Australian Dollar Falls as Risk Assets Retreat, Remains Ahead for Weekly Gains
Australian Dollar Falls Amid Global Risk Aversion
- Date: March 13, 2024
- Market Update: The Australian dollar was under pressure on Friday, with intensifying global risk aversion overcoming support from higher yields. The Aussie traded flat at $0.7080, having slipped 1.0% overnight and away from a 45-month peak of $0.71875.
Weekly Performance
The Aussie still managed to hold weekly gains on a crowd of peer currencies, rising 0.7% for the week. However, the kiwi dollar had a tougher time, losing 0.8% for the week to stand at $0.5854. A break of support at $0.5837 would risk a retreat to $0.5712.
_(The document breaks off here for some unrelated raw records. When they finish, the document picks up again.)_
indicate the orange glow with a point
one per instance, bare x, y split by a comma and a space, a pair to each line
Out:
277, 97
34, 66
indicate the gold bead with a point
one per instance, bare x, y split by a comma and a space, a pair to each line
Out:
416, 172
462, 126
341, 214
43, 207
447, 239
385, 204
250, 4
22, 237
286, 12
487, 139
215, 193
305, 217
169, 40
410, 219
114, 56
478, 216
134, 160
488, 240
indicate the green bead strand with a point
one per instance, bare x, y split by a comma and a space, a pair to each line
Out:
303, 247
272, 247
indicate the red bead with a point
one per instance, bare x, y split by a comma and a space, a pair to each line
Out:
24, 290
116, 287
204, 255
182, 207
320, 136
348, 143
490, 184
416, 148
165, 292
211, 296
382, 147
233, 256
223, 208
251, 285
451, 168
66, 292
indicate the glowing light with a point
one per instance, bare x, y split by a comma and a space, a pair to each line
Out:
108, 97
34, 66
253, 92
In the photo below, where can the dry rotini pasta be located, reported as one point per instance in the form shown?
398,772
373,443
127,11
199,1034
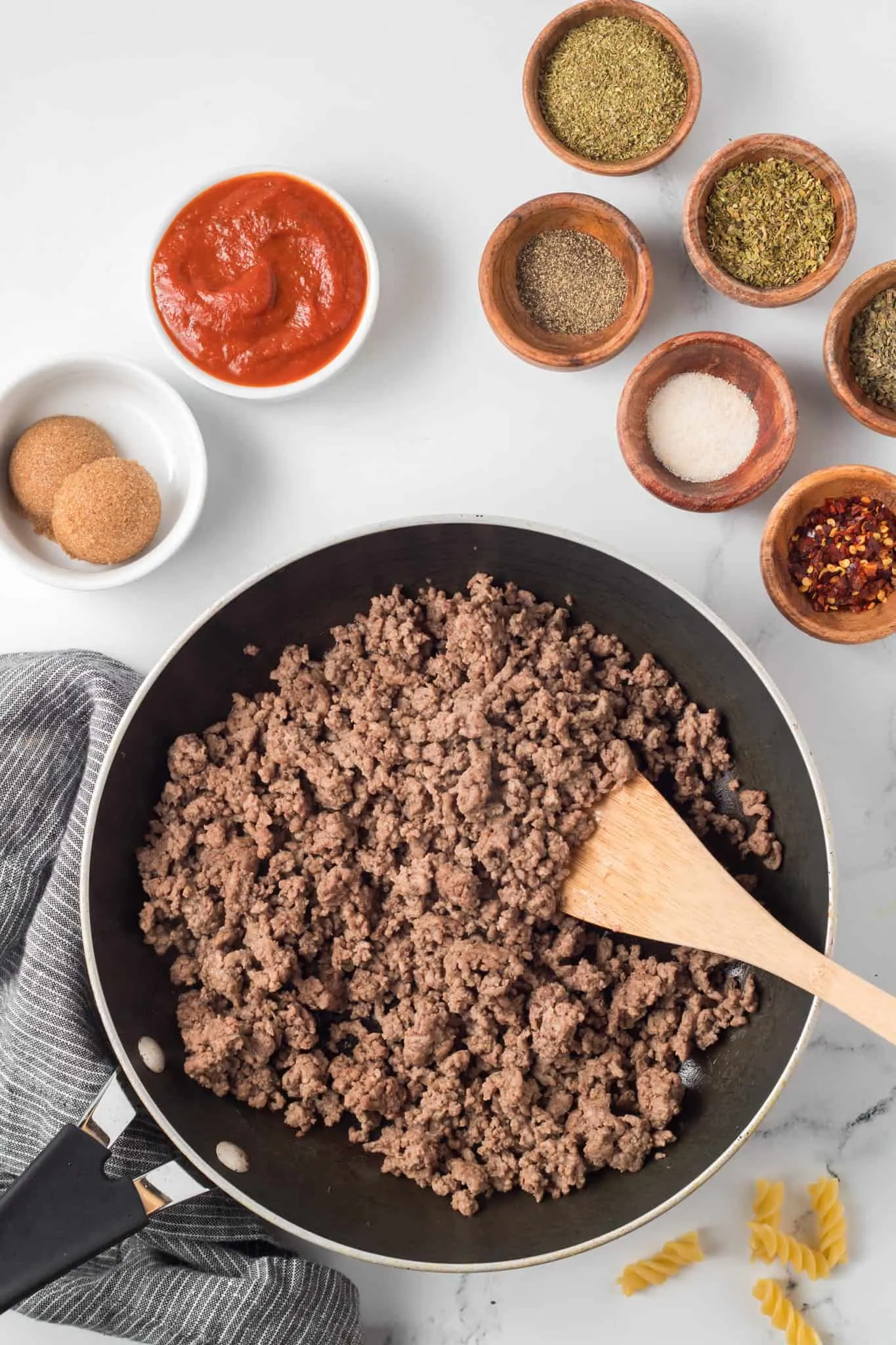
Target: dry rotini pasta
766,1243
654,1270
775,1305
832,1220
766,1207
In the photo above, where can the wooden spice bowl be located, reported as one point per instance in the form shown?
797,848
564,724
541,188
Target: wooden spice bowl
788,514
753,150
507,317
837,362
739,362
574,18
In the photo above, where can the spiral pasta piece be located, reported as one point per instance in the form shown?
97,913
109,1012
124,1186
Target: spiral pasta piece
654,1270
775,1305
766,1243
769,1199
832,1220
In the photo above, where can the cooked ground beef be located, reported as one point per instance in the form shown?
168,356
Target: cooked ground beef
358,876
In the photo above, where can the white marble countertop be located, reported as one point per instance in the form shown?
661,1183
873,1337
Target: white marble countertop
108,112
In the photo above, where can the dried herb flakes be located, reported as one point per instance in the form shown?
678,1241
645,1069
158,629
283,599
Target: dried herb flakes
872,349
613,89
770,223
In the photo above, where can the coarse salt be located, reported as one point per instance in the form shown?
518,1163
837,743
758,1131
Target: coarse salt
700,427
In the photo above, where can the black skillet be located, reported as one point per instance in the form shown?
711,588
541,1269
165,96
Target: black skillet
322,1188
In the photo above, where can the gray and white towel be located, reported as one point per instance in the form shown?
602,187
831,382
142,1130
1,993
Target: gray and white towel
200,1273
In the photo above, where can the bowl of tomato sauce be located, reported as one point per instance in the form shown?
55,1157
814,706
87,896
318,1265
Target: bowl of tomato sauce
264,284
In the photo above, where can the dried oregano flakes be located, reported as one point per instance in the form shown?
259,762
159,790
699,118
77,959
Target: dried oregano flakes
770,223
872,349
613,89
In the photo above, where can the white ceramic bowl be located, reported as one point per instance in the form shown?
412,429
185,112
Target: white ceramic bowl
148,422
277,391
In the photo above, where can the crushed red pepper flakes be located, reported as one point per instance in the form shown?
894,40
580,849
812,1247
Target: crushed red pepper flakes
842,556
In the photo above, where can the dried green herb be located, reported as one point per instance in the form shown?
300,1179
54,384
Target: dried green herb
872,349
613,89
570,283
770,223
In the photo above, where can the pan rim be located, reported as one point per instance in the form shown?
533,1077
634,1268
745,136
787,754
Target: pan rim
207,1169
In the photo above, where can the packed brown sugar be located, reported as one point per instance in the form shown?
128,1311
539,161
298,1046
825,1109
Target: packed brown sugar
358,877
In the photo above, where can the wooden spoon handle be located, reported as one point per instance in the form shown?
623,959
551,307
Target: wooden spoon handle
794,961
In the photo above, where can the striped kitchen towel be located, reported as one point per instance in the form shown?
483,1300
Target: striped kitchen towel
200,1273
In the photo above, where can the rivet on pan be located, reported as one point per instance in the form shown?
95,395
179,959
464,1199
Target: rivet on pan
232,1156
152,1055
691,1074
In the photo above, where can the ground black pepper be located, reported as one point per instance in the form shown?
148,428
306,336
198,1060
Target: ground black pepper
570,283
842,556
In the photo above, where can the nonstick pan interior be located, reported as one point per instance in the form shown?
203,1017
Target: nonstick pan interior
322,1187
Read also: Treasury Yields Experience Largest Increase in Two Weeks Following Release of Labor Market Data
Bond Market and Inflation Fears
Rising oil prices have fed inflation fears globally, lifting 10-year yields 13 basis points so far this week to as far as 5.00%, highs not seen since mid-2011. Markets have sharply narrowed the odds on the Reserve Bank of Australia hiking the cash rate a quarter point to 4.10% at its March 17 board meeting.
Rate Hike Expectations
All four major Australian banks are tipping a rate rise next week, with most also looking for a move to 4.35% in May. Markets imply around an 80% chance of a March hike and are fully priced for 4.35% by August. A rate hike would equal the post-pandemic peak for rates hit when core inflation peaked at 6.8%.
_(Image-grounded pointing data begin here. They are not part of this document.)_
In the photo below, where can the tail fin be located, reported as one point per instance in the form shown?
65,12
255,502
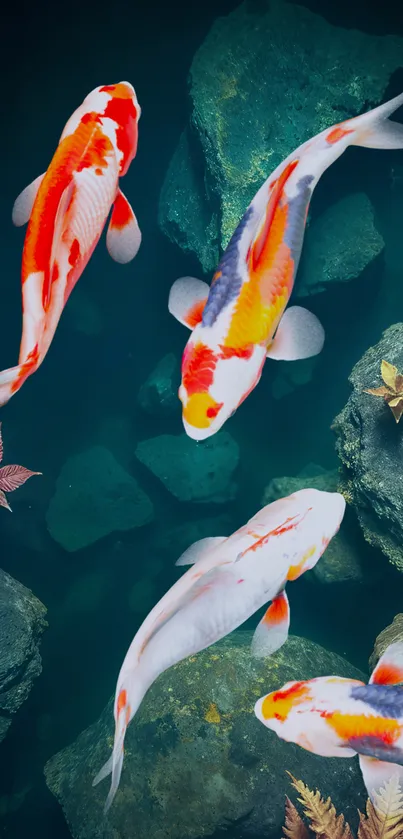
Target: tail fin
374,130
378,773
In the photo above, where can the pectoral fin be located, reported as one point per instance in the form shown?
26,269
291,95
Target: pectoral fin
123,237
23,204
389,670
187,300
272,631
299,335
199,550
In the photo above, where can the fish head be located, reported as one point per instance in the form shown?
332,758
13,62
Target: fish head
313,518
214,383
300,713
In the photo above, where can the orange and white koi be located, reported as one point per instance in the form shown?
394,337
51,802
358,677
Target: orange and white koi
66,210
336,717
242,319
230,579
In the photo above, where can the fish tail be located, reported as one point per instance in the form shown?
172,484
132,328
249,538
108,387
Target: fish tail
374,130
127,703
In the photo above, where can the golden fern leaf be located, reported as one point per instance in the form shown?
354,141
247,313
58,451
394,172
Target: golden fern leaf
294,826
322,816
384,819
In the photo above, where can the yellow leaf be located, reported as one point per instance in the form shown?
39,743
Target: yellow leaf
389,373
294,826
385,819
322,816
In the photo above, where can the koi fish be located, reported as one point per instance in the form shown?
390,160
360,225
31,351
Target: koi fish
230,579
336,717
66,209
242,319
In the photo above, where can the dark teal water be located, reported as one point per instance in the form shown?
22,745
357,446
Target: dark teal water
52,56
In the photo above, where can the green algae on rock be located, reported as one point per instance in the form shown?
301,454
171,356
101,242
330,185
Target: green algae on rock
95,496
22,621
370,446
196,757
193,471
263,82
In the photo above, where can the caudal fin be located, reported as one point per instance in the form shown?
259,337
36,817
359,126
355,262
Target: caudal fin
374,130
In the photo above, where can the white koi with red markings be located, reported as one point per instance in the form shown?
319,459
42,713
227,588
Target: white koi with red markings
242,319
230,579
66,210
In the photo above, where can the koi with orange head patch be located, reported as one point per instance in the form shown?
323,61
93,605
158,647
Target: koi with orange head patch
336,717
66,210
229,579
242,318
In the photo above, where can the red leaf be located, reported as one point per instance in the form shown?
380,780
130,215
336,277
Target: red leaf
12,477
4,502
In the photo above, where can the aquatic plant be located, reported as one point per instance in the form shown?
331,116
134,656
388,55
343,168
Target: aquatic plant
11,477
384,820
393,392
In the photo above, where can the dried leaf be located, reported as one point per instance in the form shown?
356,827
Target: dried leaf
12,477
385,819
321,814
4,502
389,373
379,391
294,826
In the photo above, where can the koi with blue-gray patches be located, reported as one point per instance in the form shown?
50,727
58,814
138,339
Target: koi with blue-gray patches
227,283
386,700
297,210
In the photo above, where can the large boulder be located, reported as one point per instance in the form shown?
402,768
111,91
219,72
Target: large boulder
95,496
193,471
370,446
342,561
341,242
249,109
196,757
22,621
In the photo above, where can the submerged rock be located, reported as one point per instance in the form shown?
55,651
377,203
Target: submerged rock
22,621
370,446
193,471
341,561
95,496
249,109
159,393
392,633
339,245
196,757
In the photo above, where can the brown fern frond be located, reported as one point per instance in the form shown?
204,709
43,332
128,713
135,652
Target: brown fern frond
322,816
384,819
294,826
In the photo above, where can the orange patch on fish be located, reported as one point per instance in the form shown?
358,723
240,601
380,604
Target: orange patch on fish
348,726
279,704
338,133
198,369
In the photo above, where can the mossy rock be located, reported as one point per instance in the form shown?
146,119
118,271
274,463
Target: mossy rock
196,756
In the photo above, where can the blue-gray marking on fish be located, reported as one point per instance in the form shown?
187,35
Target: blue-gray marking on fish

Read also: US-Iran Tensions Spark Uptick in Oil Prices Amid Global Market Decline
Central Bank Meetings
A gaggle of other central banks meet next week and are expected to stay on hold, with a risk the Federal Reserve and European Central Bank sound more hawkish on inflation.
Investor Takeaway
The Australian dollar may experience further decline due to intensifying risk aversion.